A Market for Papers

Republished from https://andrewjudson.com/projects/2021/03/08/papers.html

Last year I did some exploratory work on creating a market for scientific papers. This market would be implemented by issuing a sellable NFT to the authors of a paper every time a paper was published. The goal of this project was to provide a viable additional funding source for researchers, and to create an incentive for individuals to seek out novel research that was undervalued and support it. Scientific funding can be considered as a sort of portfolio optimization problem - you have a constraint in terms of how many resources are available, and you want to allocate it to different researchers in order to maximize a utility function. This can depend on the skills of the specific researchers, the “value” of their research field to you, and the nonlinearity of capital in scientific research output - for example, giving one university a professorship and a nuclear reactor may be worth more than funding 10 professorships and spreading them out to other universities. The hope was that the investors in this market would help optimize funding by distributing their money in a way that is closer to the solution to the optimization problem than the current grant giving institutions.
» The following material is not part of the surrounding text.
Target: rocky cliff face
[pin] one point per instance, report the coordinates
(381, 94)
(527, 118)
I abandoned this project for three reasons. The first was that I could not figure out a way in which this market would be viable beyond just as a novelty where people paid a lot for famous papers. There are always additional papers being produced, so there is inflationary pressure that needs to be counteracted for people to want to invest. Most papers would end up being worthless, and so people would invest in known winners - defeating the whole point of the market. The second reason is that I was unconvinced that the value of papers in this market would track their actual causal impact. Papers are not the only thing that spurs innovation (consider informal conversation and mentoring) and bibliometrics are notoriously flawed. The existing institutions have failed to track this sort of thing - why should I expect investors in the market who share the same human biases to do better? The third and most important reason was that through my research I came to believe that such a market would have a negative impact on the overall scientific ecosystem. The book “Science-mart” by Mirowski details the problems that adding markets has brought to scientific research. The main thesis is that scientific output in America has gone down since we changed our funding model from the Cold War version (command and control, force sharing between competitors in order to defeat the Soviets) to the post Cold War version (Reaganomics, add markets for everything). Adding patents, for example, created additional friction because scientists need to get permission from the patent holder to use their IP in research. The holder may not grant permission, or they may on condition that the scientist gives them a cut of what they produce, and there is a whole ecosystem of university bureaucrats that now exist just to navigate patents. The end result is that even if the researcher gets permission, there is a huge additional friction that slows them down. Creating a market for papers would do something similar, and I believe any slight gain in funding optimization would be counteracted by the viral nature of markets in science that add additional friction and frustration for researchers.

Given the recent explosion in popularity of NFTs, I believe it is inevitable that someone tries to implement this. I also believe it will fail due to the inflationary aspect of paper publishing and revert to just a novelty that has no effect on the funding system. In this diminished capacity, I hope that it does not have the same negative effects that patents have.